Documentation is where it would begin.

  • Providers would mark their charges in the EMR flowsheet.
  • Billers would typically create claims after the encounter is marked as signed off.
  • Default modifiers would be added based on the patients payer class.
  • Billing rules set up during implementation would automatically assign modifers.

Next up would be claim scrubbing in the billing software:

  • What would come in handy would be a report workflow tool with links and buttons to traverse the workflow to fix charges at any time.
  • Running a charge review report would list all charges created. It should be possible to navigate to the underlying case, payer, backend charges, underlying note, and so on.
  • Billers would be able to correct information in the charges summary. They could also send the encounter back to the therapist to fix charges by assigning a task to the therapist.
  • Billing teams and therapists would work seamlessly during the charge review process. Claims being corrected could be excluded from final processing.
  • Typical units per visit of say three to five units per visit could be set as a guide to flag claims that are going over and under.

That would be followed by creating a batch of claims in the billing system for transmission to the clearing house.

  • Narrowing down the type of claims that go into the batch would come next in the find claims process. This would run another rules engine to catch additional inconsistencies.
  • These would be un-transmitted batches that have not yet been sent to the clearinghouse. The next step would be to validate claims.
  • Splitting the batch would let the green, all clear claims go through. This would make it possible to dive deeper into the red claims batch.
  • Making changes could be accomplished by updating the claim form or by fixing the underlying patient record itself.
  • Deleting the claim would mean that the claim would likely shift to the next batch. Once the batch of claims would be all green, it would be ready for transmission.

Sending claims to payers could be done electronically or by printing paper claims. Creating tasks to follow up on payments in the future would help cash flow. Follow up timelines at the payer class level could be set up during implementation.
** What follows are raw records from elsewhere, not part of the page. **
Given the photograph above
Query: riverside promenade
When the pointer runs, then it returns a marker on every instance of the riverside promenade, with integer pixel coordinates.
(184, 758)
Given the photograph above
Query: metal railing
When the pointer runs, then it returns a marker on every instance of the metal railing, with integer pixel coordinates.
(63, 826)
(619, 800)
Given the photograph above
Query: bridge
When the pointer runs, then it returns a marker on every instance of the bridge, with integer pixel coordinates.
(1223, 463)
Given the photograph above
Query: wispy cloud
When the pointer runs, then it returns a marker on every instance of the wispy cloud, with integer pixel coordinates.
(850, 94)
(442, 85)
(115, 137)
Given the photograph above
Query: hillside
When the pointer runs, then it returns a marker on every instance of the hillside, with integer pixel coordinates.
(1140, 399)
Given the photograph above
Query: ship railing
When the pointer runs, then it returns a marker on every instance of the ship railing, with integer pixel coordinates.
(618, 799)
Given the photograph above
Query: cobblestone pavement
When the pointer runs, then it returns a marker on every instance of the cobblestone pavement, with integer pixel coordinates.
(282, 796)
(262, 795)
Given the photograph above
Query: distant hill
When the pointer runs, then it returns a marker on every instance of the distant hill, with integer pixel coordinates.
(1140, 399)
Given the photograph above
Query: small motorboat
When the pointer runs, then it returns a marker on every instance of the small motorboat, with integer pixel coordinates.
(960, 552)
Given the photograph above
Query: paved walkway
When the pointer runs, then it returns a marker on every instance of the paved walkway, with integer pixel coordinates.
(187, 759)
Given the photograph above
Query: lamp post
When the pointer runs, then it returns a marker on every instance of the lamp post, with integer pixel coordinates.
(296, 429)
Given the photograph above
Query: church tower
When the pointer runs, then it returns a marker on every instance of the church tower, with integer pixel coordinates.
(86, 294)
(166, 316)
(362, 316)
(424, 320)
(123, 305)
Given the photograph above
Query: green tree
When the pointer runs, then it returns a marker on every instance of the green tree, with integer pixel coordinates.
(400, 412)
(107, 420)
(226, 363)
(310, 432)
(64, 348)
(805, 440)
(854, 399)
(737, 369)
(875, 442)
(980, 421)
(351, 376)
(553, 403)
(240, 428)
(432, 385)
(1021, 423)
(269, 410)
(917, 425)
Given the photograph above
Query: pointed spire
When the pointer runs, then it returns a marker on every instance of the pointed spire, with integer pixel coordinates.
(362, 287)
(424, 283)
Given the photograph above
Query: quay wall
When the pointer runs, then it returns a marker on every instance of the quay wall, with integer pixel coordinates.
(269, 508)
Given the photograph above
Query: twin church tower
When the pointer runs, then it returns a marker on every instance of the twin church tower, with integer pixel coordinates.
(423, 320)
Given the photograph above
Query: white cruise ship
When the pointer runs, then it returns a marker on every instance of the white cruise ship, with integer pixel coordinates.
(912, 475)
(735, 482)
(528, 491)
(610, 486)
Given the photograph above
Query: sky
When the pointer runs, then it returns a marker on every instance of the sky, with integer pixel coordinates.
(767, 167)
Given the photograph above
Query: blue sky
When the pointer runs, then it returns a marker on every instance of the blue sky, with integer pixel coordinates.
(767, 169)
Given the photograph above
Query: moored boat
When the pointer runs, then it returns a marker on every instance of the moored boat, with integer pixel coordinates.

Then, it would be over to ERA posting in the billing software:

  • Typically, most payers should be set to electronic ERA remittance posting where outstanding ERAs would be downloaded directly from the clearing house.
  • ERAs could be filtered by billing entity. In the posting screen, billed amounts, contract amounts, and paid amounts, as well as adjustment codes and reasons could be reviewed.
  • Billers could choose to override adjustments and not write them off, leaving the amount in the primary balance or in patient balance.
  • Billers could also auto post ERAs or override individual line items on a case by case basis. Some ERAs could be unmatched in the case of a transition to a new EMR.
  • Unmatched ERAs represent payments that dont match charges in the current system. These would likely need to be handled in the old EMR, if possible.

Patient statement processing would complete the cycle.

  • The first step would be to allocate patient money collected, the available money in the system. Next would be to create patient statements for unpaid patient responsibility.
  • Statements could be sent to the patient portal for patients who are registered with the portal. Printing paper statements for the rest or for all would close the loop.
  • Print statements could alternatively be sent to a print service that would take care of patient statement fulfillment, directly from the billing software.

Physical therapy billing challenges are unlikely to just fade away. But combining the right processes with the right Physical Therapy EMR and Billing Software would enable accurate and current claim information and reduce the frequency and magnitude of billing problems.